[<prev] [next>] [thread-next>] [day] [month] [year] [list]
Message-ID: <20250815133725.1591863-1-vkuznets@redhat.com>
Date: Fri, 15 Aug 2025 15:37:25 +0200
From: Vitaly Kuznetsov <vkuznets@...hat.com>
To: linux-hyperv@...r.kernel.org
Cc: "K. Y. Srinivasan" <kys@...rosoft.com>,
Haiyang Zhang <haiyangz@...rosoft.com>,
Wei Liu <wei.liu@...nel.org>,
Dexuan Cui <decui@...rosoft.com>,
x86@...nel.org,
linux-kernel@...r.kernel.org,
Nuno Das Neves <nunodasneves@...ux.microsoft.com>,
Tianyu Lan <tiala@...rosoft.com>,
Michael Kelley <mhklinux@...look.com>,
Li Tian <litian@...hat.com>,
Philipp Rudo <prudo@...hat.com>
Subject: [PATCH] x86/hyperv: Fix kdump on Azure CVMs
Azure CVM instance types featuring a paravisor hang upon kdump. The
investigation shows that makedumpfile causes a hang when it steps on a page
which was previously share with the host
(HVCALL_MODIFY_SPARSE_GPA_PAGE_HOST_VISIBILITY). The new kernel has no
knowledge of these 'special' regions (which are Vmbus connection pages,
GPADL buffers, ...). There are several ways to approach the issue:
- Convey the knowledge about these regions to the new kernel somehow.
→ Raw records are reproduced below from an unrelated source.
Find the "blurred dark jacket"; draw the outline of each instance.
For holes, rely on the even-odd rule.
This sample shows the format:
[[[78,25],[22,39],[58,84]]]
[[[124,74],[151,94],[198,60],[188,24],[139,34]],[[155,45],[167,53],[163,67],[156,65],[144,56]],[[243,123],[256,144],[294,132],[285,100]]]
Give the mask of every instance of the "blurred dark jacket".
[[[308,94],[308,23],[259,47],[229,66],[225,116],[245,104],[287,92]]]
- Unshare these regions before accessing in the new kernel (it is unclear
if there's a way to query the status for a given GPA range).
- Unshare these regions before jumping to the new kernel (which this patch
implements).
To make the procedure as robust as possible, store PFN ranges of shared
regions in a linked list instead of storing GVAs and re-using
hv_vtom_set_host_visibility(). This also allows to avoid memory allocation
on the kdump/kexec path.
The patch skips implementing weird corner case in hv_list_enc_remove()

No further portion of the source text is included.